Digital Shadows advises that organizations take the following precautions:

  1. Limit the information your organization and employees share online, including on social media sites. The most successful phishers perform detailed reconnaissance so they can craft the most effective emails and social engineering lures.
  2. Monitor for registrations of typo-squatted domains that attackers can be used to impersonate your brand, send spoofed emails, and host phishing pages.
  3. Implement additional security measures, such as Sender Policy Framework (SPF), Domain Message Authentication Reporting and Conformance (DMARC), and DomainKeys Identified Mail (DKIM). These can make the spoofing of your domain more difficult. Check out our detailed practitioner’s guide to combating email spoofing risks.

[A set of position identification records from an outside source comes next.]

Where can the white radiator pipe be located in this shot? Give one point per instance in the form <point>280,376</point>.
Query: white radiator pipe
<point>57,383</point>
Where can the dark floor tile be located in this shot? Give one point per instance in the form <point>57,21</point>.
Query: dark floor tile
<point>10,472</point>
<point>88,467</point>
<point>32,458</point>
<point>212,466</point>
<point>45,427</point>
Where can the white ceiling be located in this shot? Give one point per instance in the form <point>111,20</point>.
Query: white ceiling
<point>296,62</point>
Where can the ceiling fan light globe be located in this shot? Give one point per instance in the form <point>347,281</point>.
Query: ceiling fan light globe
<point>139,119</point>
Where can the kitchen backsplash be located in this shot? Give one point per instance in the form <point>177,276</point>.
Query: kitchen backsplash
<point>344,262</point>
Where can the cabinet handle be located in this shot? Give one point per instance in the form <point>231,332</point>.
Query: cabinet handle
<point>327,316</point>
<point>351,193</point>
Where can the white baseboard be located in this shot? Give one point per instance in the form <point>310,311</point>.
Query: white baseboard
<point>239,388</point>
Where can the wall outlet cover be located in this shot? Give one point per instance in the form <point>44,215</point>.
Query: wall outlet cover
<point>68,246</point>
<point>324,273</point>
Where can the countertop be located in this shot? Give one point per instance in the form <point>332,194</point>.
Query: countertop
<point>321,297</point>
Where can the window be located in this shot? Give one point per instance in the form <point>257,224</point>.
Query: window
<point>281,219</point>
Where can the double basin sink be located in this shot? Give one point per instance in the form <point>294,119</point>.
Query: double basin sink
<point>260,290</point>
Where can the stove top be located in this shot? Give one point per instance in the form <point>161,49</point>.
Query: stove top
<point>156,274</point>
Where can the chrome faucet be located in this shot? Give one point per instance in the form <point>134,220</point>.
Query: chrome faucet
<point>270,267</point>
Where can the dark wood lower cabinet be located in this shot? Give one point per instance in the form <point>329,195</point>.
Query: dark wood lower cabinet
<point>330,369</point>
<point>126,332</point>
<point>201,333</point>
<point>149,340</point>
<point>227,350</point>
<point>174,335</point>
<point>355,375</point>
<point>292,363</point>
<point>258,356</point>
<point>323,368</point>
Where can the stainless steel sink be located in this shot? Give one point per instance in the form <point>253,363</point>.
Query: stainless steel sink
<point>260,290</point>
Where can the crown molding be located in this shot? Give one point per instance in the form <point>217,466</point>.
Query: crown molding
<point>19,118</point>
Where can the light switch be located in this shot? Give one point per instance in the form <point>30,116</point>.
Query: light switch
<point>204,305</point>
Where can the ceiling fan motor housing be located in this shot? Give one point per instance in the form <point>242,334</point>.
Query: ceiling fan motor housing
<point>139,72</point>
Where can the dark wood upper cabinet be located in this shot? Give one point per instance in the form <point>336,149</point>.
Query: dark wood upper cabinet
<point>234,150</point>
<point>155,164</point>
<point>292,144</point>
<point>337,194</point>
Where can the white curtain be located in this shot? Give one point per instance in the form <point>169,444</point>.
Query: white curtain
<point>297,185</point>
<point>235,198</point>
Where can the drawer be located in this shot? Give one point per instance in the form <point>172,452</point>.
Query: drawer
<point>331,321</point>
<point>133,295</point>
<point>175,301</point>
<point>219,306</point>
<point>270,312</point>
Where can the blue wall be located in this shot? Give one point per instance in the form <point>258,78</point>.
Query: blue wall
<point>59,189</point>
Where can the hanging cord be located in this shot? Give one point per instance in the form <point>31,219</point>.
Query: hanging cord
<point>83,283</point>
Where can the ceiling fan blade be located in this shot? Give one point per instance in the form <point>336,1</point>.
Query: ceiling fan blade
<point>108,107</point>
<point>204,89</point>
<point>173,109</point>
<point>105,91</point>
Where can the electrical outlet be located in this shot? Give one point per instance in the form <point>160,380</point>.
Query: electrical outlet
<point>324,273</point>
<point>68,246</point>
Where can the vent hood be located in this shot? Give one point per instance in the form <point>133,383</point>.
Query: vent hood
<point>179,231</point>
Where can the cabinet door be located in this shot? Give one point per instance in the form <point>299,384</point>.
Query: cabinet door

  4. Protect your accounts in case phishers do manage to steal user credentials. Two-factor authentication measures should be mandated across the organization and implemented whenever possible.
  5. Train your employees how to spot phishing emails and, more importantly, give them a clear and recognized reporting method to alert security teams of suspected phishing attempts. Eventually, a phishing email will fall through the net. Employees need to know how to react to these quickly and should not fear any repercussions of being the victim of a social engineering attack.